I used and wrote Python applications for more than 10 years. Then, I started to use R for my data science projects in Petroleum Engineering. I know Python quite well, being one its major weaknesses multiple versions of Python floating around and packages with no “adult” supervision. Anyway, after 2 years of R experience (far too short if you compare it with that of the R experts), this is my take on what makes R better than Python:
-
Its focus in science, statistics, mathematics and engineering. It is intense to the point that it is required from you to apply scientific rigor on the work you do in R.
-
The support is best in class. Wherever you go: StackOverflow, forums, Twitter, LinkedIn. Everyone is willing to help and make you better at R. Very altruistic spirit in the R community.
-
Reproducibility receives great focus. A good number of packages have evolved around this. The concept, again, comes from the scientific rigor, that in essence, any work you do, has to be able to be reproduced by anyone in your team, or from the outside world. The community go to extremes to make reproducibility the king and master of data science.
-
Universal text editing platform.

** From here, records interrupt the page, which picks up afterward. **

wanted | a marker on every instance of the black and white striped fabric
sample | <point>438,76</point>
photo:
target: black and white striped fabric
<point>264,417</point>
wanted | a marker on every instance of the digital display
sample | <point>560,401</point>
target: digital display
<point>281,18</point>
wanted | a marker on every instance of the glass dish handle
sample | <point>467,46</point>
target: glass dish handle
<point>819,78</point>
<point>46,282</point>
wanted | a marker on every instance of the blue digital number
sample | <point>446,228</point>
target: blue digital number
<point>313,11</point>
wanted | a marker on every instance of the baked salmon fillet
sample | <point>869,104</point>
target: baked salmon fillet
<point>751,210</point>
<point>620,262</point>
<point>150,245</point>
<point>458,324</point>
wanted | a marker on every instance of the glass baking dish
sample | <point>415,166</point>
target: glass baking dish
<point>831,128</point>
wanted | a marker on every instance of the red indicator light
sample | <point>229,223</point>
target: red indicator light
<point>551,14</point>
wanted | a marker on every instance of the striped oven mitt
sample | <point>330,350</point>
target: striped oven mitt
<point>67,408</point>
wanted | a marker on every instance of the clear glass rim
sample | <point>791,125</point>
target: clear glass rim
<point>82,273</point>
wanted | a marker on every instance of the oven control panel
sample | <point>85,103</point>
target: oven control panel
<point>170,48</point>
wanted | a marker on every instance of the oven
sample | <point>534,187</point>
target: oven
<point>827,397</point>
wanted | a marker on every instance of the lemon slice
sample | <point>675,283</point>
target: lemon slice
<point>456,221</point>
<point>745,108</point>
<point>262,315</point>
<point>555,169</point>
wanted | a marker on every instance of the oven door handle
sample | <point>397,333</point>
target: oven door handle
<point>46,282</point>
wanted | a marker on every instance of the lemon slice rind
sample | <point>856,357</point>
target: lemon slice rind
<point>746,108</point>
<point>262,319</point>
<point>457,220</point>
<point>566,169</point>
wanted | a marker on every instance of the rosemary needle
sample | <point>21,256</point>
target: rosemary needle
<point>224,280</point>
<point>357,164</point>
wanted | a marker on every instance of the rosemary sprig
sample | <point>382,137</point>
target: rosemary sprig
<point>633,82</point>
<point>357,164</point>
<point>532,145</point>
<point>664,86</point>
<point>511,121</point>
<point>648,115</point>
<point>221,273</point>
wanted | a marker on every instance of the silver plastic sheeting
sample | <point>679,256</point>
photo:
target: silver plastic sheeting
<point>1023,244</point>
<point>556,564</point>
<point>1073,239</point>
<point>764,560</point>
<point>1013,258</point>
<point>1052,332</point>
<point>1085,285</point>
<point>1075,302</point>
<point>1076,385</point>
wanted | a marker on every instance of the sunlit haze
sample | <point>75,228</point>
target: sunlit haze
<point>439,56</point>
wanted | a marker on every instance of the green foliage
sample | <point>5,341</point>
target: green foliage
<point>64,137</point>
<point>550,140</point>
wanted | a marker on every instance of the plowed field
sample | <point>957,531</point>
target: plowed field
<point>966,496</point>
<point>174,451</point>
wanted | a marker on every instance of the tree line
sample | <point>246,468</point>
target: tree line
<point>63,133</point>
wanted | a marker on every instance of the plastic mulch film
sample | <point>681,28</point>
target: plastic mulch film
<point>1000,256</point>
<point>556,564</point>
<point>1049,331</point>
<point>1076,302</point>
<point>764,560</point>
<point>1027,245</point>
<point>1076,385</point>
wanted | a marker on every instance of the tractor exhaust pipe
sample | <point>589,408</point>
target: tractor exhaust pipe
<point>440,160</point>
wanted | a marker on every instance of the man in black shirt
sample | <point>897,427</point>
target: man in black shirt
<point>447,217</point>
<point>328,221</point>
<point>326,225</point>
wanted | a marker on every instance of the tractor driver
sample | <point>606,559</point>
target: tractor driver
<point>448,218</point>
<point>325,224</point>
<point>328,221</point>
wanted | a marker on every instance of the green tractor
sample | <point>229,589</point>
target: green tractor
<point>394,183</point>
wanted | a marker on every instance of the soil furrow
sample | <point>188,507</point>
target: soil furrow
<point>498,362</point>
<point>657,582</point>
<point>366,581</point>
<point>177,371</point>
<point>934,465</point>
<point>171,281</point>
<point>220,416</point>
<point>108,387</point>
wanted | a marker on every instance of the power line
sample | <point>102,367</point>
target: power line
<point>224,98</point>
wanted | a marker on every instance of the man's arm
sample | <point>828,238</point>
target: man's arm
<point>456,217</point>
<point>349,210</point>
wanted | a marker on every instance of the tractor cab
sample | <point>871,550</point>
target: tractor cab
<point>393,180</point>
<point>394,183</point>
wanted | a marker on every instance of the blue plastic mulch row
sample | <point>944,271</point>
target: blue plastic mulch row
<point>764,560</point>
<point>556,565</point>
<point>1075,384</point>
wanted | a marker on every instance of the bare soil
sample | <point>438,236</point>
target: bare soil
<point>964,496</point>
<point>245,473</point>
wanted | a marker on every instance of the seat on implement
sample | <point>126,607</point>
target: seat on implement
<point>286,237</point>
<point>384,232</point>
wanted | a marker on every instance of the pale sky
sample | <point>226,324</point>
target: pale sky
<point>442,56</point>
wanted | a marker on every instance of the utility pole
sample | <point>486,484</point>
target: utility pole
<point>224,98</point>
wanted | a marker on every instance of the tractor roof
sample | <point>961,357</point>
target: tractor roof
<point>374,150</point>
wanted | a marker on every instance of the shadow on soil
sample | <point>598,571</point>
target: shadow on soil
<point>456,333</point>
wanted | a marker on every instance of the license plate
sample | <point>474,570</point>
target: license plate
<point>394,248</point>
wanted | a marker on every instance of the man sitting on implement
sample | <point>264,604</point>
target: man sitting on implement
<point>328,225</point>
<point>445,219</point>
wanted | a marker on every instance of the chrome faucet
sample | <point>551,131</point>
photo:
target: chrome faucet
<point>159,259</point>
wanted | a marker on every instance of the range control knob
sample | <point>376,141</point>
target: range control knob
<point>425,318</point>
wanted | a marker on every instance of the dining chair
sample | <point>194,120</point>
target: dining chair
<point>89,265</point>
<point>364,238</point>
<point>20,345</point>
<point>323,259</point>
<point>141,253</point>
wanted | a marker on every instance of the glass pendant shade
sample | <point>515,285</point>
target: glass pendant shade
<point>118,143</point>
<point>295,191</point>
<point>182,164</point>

Rmarkdown is the lingua franca in R. Everything that you write can be made in Rmarkdown: reports, slides, thesis, papers, books, literate programming, etc. No rock has been unturned with Rmarkdown. If you compare Rmarkdown with Jupyter notebooks, Rmarkdown will give you a yield of 1000:1. However, you have to invest a pretty good portion of time in learning R.
-
Fast deployment. I don’t know how they do it but the people in RStudio made a product, probably, in couple of years, that takes your breath away. I am talking about Shiny. You can web deploy an app in few minutes to hours, compared to Python, weeks to months, or never. In other words, what you develop in Python, is practically, non-shareable.
-
One of the simplest and best IDE ever invented. Again, RStudio makes the grade for coming out with this simple, and at the same time, ever-expanding platform for development. At first sight, it fools you. Difficult to believe that with four panes you can do so much stuff. Made simple but not simpler.
-
Package quality control. CRAN (the Comprehensive R Archive Network) has a high bar if you want to publish a package. They will not allow a package that doesn’t come with full documentation. And that what makes R what it is. Yes, there are more than 11,000 packages in CRAN but that is not the point. I think it is the quality of the documentation of the functions what makes R so strong and expandable.
-
Extendable. This is a consequence of the point above. Many, many high quality packages have been built over the solid foundation of existing libraries. And the packages offspring give birth to even better packages. And who is to to benefit? The users.
-
Publishing quality graphics. Say what you want about matplotlib but it will never be that close to the base graphics or R; or ggplot2, for that matter. I used matplotlib quite a lot but everything that is non-standard has to be created from scratch. On the side of R, I haven’t been able yet to exhaust what seems to be an infinite pool of graphics functions of base-graphics and ggplot2 and its offspring. Takes your breath away. Of course, this comes with a set of basic rules on plotting: cannot use multiple y-axis; avoid pie-charts and bars; don’t abuse of 3D, or avoid it at all; start plots at zero unless you have a good reason; and couple more.
-
Function centric. This is one of the things that makes R so different than Python. Classes have been used to an abuse in Python, and sometime with no reason. Probably, because of the way Python’s idea was sold. Still, if you want to learn classes and Object Oriented Programming, I would recommend doing it with Python; easiest in the world. Opposing this view, the world in R is different: the function is a first class citizen in the R world. You may not want to believe this but there are at least four class frameworks in R: S3, S4, R6, RC. There are more but these four comes quickly in my mind. The difference with other languages (I have used classes in Java and Python), is that in R the class works underneath the function. S3 and S4 work radically different than Java and Python classes; the closest relative would be R6.
Summarizing, R is an exceptional tool for data science and machine learning projects. Python is as good. But the yield feel much greater when developing with R. You have to consider the investment in time because R takes much, much longer to master. You can do prototyping with any of them but still R gives you that sort of solid and reproducible response that Python can hardly scratch. And, it is fine; Python, being a multi-purpose language, has greatly been extended to serve as the data science tool of choice.